United States Roller Works, Inc. v. State Auto, 2018 WL 4095058 (M.D. TN)
Company Policies and Procedures Relevant to
Roller Works involved a first party dispute in which the issue before the Court was the admissibility of State Auto’s claims handling manuals. State Auto objected to the admissibility of the manual claiming it was not part of the insurance contract and thus did not factor into State Auto’s liability on the contract. However, State Auto failed to consider that a claim for bad faith refusal to pay and punitive damages were being pursued.
In rejecting State Auto’s objection, the Court noted that “key to the question of bad faith is whether the insurer’s delay or refusal to pay can be attributed to something other than a genuine dispute as to the value” of the claim. While an insurer can claim the dispute centers on the value, if its actions are inconsistent with its own procedures and policies, the inconsistency can be viewed as suggestive of bad faith.

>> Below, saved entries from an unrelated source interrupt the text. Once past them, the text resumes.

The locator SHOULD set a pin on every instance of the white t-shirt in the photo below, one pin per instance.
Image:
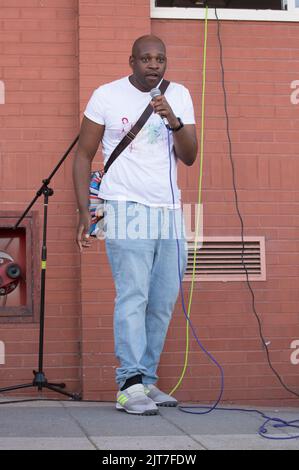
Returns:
(141, 172)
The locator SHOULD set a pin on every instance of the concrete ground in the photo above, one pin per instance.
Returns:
(50, 425)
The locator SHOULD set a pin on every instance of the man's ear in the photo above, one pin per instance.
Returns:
(131, 61)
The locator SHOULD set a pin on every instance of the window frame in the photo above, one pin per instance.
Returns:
(291, 14)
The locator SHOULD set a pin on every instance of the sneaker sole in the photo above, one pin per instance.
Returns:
(139, 413)
(169, 404)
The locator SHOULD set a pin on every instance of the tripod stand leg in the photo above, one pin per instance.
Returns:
(15, 387)
(73, 396)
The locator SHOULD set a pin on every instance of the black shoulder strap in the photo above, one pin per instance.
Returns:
(130, 136)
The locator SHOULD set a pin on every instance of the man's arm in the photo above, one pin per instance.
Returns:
(90, 137)
(185, 140)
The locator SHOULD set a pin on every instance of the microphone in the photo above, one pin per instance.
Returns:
(155, 92)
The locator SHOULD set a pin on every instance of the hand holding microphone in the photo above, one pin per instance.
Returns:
(162, 107)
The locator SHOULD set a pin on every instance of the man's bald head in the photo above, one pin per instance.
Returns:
(148, 62)
(146, 40)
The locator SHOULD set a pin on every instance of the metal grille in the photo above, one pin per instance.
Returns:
(225, 258)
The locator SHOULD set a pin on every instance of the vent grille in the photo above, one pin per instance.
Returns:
(223, 259)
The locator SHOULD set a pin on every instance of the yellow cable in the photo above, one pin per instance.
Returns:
(199, 202)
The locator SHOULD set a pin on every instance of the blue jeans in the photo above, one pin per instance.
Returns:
(142, 250)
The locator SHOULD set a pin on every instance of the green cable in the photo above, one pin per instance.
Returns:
(199, 202)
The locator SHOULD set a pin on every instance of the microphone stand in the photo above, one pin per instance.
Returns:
(40, 381)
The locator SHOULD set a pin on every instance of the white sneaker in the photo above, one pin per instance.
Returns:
(160, 398)
(133, 400)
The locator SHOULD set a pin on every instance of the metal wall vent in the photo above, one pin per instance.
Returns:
(220, 259)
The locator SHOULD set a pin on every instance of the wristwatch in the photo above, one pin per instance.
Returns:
(175, 129)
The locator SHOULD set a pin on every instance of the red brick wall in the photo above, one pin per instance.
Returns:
(52, 57)
(39, 67)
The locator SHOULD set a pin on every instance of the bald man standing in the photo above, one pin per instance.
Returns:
(143, 224)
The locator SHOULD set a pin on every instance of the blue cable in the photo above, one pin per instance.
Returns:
(182, 292)
(263, 428)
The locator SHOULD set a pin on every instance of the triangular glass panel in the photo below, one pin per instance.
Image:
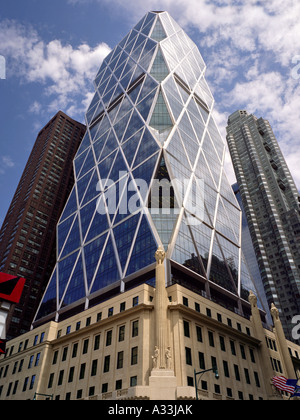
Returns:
(158, 33)
(148, 147)
(146, 59)
(143, 253)
(71, 205)
(119, 168)
(49, 303)
(219, 270)
(120, 126)
(82, 184)
(110, 145)
(202, 236)
(124, 235)
(163, 205)
(78, 162)
(105, 166)
(203, 171)
(88, 164)
(73, 241)
(131, 146)
(161, 120)
(145, 106)
(86, 216)
(175, 105)
(93, 189)
(159, 69)
(99, 220)
(65, 268)
(145, 173)
(108, 272)
(92, 254)
(223, 224)
(177, 149)
(135, 124)
(185, 252)
(63, 230)
(99, 144)
(76, 288)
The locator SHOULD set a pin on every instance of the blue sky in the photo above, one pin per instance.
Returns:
(53, 50)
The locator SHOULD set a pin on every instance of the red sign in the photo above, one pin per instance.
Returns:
(2, 347)
(11, 288)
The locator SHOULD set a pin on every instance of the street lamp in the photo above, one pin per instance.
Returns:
(213, 369)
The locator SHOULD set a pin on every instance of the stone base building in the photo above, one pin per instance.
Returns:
(114, 351)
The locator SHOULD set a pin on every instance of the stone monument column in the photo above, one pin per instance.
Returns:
(162, 382)
(282, 344)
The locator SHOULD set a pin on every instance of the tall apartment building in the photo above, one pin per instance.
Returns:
(27, 237)
(271, 202)
(149, 287)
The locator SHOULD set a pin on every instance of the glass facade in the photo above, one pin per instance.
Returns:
(150, 120)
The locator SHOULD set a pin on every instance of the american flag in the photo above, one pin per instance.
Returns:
(288, 385)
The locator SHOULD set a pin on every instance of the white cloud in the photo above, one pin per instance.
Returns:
(6, 162)
(65, 72)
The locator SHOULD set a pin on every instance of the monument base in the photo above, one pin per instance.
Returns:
(162, 385)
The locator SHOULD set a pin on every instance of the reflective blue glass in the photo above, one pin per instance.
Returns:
(145, 246)
(108, 272)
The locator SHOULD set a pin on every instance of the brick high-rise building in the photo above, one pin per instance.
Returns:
(271, 202)
(28, 234)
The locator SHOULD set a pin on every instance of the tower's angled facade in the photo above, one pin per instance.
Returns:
(27, 237)
(150, 121)
(271, 202)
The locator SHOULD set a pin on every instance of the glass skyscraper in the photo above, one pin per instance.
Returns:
(150, 123)
(271, 202)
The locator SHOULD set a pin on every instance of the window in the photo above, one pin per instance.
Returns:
(243, 351)
(108, 338)
(51, 378)
(106, 364)
(135, 328)
(226, 369)
(211, 339)
(74, 351)
(133, 381)
(201, 361)
(118, 384)
(97, 342)
(186, 327)
(85, 346)
(120, 360)
(122, 333)
(237, 373)
(199, 334)
(60, 377)
(65, 353)
(82, 371)
(134, 356)
(247, 376)
(94, 367)
(222, 343)
(257, 379)
(188, 356)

Similarly, while failing to adhere to company policies may not alone entitle the insured to punitive damages, the manuals/policies are relevant to showing a jury how a carrier should act in a particular situation. A deviation from these manuals/procedures could indicate a malicious mindset as well as bad faith.
The Roller Works Order and reasoning is not groundbreaking in the bad faith world but is a reminder to always look for deviations from the company procedures and manuals. These deviations were viewed by the Johnson v. Allstate Court, in the third party context, as substantial evidence of bad faith and should be closely evaluated in every case.